Özellikle genç nesillerin ilgisini çekmek için sosyal medya platformlarını aktif bir şekilde kullanan Durmuş dede, atölyesindeki çalışmaları ve eserlerini sık sık paylaşıyor. Gençlerin bu alana olan ilgisini artırmak için çeşitli etkinlikler ve sergiler düzenliyor. Böylece, hem zanaatın tanıtımına katkıda bulunuyor hem de geleceğin ustalarını yetiştirmek için bir adım atıyor.
Yaşadığı köyde, birçok insan tarafından 'Mesleğin son ustası' olarak anılan Durmuş dede, bu unvanı gururla taşıyor. O, zamanın ilerlemesiyle zanaatlerin yok olacağını düşündüğünde sarsılmaz bir kararlılıkla, bunu önlemek için mücadelede kararlıdır. "Bize kalan bu değerli mirası korumalı ve gelecek nesillere aktarmalıyız," dediğinde, ardındaki derin hikaye ve kararlılık, onu gerçekten bir ustaya dönüştürüyor.
Durmuş dede'nin zanaat anlayışı, sadece bir meslek olarak değil; aynı zamanda bir yaşam biçimi olarak tanımlanabilir. Her bir dikiş, her bir oyma, bir hikaye anlatır ve bu hikayeleri dinlemek, bizler için geçmişle bir bağ kurmak gibidir.

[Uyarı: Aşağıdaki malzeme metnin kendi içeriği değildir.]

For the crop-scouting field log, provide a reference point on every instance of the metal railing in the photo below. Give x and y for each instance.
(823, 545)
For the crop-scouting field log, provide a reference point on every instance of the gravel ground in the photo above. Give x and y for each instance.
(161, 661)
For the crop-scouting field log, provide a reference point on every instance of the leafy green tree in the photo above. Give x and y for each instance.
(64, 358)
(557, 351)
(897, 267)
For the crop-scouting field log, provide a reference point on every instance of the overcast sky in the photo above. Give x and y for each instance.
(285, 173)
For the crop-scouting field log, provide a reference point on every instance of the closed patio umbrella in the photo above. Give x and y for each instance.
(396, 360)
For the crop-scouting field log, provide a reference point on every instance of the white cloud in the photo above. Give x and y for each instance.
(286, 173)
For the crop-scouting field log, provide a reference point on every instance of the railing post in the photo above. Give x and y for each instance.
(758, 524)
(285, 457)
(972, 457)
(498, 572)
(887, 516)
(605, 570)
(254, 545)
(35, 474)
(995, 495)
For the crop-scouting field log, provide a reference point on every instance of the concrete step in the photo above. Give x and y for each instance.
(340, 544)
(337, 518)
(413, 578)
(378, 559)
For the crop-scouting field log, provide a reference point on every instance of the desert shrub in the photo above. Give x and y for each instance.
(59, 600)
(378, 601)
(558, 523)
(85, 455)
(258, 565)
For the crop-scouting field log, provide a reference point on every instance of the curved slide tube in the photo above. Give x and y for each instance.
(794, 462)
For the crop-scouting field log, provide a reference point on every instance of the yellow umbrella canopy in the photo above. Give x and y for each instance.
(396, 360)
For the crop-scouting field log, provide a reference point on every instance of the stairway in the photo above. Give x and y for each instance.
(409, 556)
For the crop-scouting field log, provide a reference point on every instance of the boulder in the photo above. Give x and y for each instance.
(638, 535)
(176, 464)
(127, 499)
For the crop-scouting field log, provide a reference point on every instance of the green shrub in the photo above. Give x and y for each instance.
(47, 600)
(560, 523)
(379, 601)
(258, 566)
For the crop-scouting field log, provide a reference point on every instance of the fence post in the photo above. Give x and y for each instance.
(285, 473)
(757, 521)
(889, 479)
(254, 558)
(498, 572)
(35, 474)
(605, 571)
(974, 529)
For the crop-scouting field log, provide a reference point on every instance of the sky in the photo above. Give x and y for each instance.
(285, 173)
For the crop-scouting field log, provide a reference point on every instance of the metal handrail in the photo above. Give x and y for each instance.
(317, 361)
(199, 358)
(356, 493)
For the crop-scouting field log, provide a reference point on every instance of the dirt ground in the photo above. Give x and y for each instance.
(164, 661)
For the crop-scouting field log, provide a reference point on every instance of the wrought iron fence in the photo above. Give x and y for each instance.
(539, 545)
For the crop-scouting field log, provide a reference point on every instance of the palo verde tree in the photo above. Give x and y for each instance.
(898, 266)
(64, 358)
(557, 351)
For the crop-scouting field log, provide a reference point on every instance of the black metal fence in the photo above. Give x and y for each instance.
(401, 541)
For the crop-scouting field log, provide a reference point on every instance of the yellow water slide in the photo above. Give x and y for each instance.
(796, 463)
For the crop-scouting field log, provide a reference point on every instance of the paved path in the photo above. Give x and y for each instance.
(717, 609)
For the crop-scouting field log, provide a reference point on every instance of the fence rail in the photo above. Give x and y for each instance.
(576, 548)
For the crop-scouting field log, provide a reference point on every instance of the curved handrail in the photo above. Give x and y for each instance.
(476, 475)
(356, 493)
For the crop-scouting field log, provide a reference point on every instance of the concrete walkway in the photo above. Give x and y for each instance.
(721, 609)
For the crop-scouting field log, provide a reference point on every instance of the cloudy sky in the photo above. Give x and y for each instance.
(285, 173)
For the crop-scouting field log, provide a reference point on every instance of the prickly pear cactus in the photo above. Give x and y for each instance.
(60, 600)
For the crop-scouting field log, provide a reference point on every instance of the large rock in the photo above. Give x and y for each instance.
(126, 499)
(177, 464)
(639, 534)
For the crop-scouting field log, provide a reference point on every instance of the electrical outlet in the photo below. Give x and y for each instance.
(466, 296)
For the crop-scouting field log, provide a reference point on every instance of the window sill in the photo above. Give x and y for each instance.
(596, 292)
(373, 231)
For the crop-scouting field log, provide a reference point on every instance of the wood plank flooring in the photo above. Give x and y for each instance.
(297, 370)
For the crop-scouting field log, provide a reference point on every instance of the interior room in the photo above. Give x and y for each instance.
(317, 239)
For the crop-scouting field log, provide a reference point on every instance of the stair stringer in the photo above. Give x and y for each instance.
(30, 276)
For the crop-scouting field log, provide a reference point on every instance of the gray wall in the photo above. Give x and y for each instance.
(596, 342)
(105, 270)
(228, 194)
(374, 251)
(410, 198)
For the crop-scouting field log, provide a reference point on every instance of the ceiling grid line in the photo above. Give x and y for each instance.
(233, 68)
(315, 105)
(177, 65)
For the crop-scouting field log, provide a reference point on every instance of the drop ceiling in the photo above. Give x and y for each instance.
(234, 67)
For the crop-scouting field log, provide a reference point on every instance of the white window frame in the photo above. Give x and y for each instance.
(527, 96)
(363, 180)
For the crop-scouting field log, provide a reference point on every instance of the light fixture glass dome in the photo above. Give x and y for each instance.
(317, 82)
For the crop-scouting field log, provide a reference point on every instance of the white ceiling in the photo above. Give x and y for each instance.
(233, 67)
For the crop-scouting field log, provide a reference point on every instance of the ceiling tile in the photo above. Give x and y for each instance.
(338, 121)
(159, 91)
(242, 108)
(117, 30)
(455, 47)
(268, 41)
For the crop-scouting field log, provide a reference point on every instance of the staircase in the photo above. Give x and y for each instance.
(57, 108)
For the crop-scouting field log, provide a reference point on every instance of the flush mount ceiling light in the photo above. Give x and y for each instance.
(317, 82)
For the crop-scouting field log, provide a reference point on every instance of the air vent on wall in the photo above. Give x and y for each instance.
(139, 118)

Zanaatın verdiği huzur ve mutluluk, el işçiliğini yapan herkes için değerlidir. Durmuş dede’nin azmi ve sevgisi, bu güzel sanatın unutulmaması için hepimizi harekete geçirmeli. Elde edilen her eser, bir geçmişin, bir anının yeniden doğuşudur ve bu sayede tarihi ayakta tutma çabasıdır.
Sonuç olarak, 75 yaşındaki Durmuş dede, sadece bir yüzeysel zanaatkar değil, aynı zamanda kültürel bir mirasın taşıyıcısıdır. Zamanın yıkıcı etkilerine karşı, zanaatının kıymetini bilen ve onu yaşatan bir ustadır. Onun hikayesi, zanaatın ve el işçiliğinin ne denli değerli ve önemli olduğunu bir kez daha gözler önüne seriyor. Geçmişle bugünü ve geleceği birleştiren bu değerli ustaların sayısı azalırken, Durmuş dede gibi kişilerin varlığı, bizler için bir umut kaynağı olmaya devam edecektir.